When Twitter’s account verification policy began to change late last year, a debate about how to do identity verification for online accounts stirred. As I found out, the way Mastodon does it is surprisingly elegant.
Previously, Twitter had a verification process for high-profile accounts (politicians, journalists, etc.). I honestly don’t know what that verification entailed, but after the Twitter takeover, Musk came up with the idea that anyone who pays $8 is eligible for verification. The ironic thing was that the new process didn’t actually include any identity verification at all. You paid $8, got a blue badge, and could impersonate anyone. This unsurprisingly didn’t work, so after a series of bummers over a short period of time, they discontinued this method of verification. They restarted it just recently and it seems to be as flawed as before.
Not that I have any major need to have my social media accounts verified, but I was wondering if there was any way to verify an account on Mastodon, because there isn’t some central entity that can verify your accounts. I found out that Mastodon goes about it in a pretty elegant way. It outsources the authentication to internet domain administrators.
The Internet domain is, in my opinion, the best “holder” of online identity. Internet domain administrators generally operate in the public interest, have long term continuity, and are globally recognized authorities. Domains are affordable and the rules for owning them are relatively loose. The chances of losing your domain, and therefore your online identity, are relatively small. Email is the most common identifier today and if you run it on your own domain, you are using the domain as an identity across online services. If you don’t have your own domain, I recommend getting one. It’s a much better idea in the long run than relying on an identity derived from accounts with service providers (Google, Facebook, Apple, Microsoft…) because with you’re just building one big vendor lock-in for yourself.
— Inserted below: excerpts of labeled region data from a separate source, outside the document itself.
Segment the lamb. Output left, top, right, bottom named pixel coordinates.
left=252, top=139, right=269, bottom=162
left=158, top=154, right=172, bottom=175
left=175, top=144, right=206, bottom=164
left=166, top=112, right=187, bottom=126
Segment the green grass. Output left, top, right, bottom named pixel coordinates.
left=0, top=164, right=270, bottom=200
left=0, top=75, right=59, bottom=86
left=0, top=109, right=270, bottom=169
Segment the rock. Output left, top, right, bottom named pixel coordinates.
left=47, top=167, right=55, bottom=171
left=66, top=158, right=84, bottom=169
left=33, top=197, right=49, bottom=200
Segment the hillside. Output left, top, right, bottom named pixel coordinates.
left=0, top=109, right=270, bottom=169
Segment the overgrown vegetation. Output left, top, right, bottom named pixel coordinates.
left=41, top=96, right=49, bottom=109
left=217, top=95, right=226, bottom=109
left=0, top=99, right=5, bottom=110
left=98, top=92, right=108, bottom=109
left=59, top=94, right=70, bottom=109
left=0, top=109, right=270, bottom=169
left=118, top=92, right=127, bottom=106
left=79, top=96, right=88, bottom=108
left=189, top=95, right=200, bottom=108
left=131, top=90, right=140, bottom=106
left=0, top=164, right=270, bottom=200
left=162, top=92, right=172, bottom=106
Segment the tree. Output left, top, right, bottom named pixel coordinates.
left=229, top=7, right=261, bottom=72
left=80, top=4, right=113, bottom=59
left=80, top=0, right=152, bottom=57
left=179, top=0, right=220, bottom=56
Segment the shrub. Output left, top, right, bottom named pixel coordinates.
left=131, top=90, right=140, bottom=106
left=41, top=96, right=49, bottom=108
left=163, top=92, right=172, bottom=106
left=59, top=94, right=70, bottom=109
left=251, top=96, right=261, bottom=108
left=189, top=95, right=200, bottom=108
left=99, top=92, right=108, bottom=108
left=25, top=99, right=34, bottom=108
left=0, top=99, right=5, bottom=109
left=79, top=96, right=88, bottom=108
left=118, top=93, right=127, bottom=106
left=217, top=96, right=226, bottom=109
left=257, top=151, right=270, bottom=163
Mastodon simply uses the XHTML Friends Network format, which has been around since 2003. It allows a link to declare a relationship. So on a domain you own, you can place a link to your Mastodon profile in the format:
<a href="https://floss.social/@sesivany" rel="me">Me on Mastodon</a>
In your Mastodon profile, you link back to the page that contains the link, and when Mastodon detects the backlink, it marks the connection as verified. This will link the account to your domain. If you run, say, a popular blog on your domain and you’re generally known as the owner, that may be enough, but proving that you have control over the content of a site on a domain does not mean that you have verified your identity.
But if you own a Czech domain, you can go further. CZ.NIC allows you to link your entry in the domain registry to your account with MojeID which is also operated by CZ.NIC. This identity service is also certified to log into online government services in the EU and in order to do that requires in-person identity verification. This means that you have to go to a CzechPoint with your ID card, where someone will verify that you are really who you claim to be in MojeID (you can also use an eID card or a data box to verify your MojeID account online, but these also required in-person verification when you created them).
I have my MojeID account verified this way. So the chain of trust goes from my Mastodon account to verification with my ID at a CzechPoint. Which online service has such strong authentication? Yet from Mastodon’s side, this is a simple thing to implement and costs me about $8 in domain fees per year, not per month. And it has a much broader application. It’s a pity that XFN is not used by more services.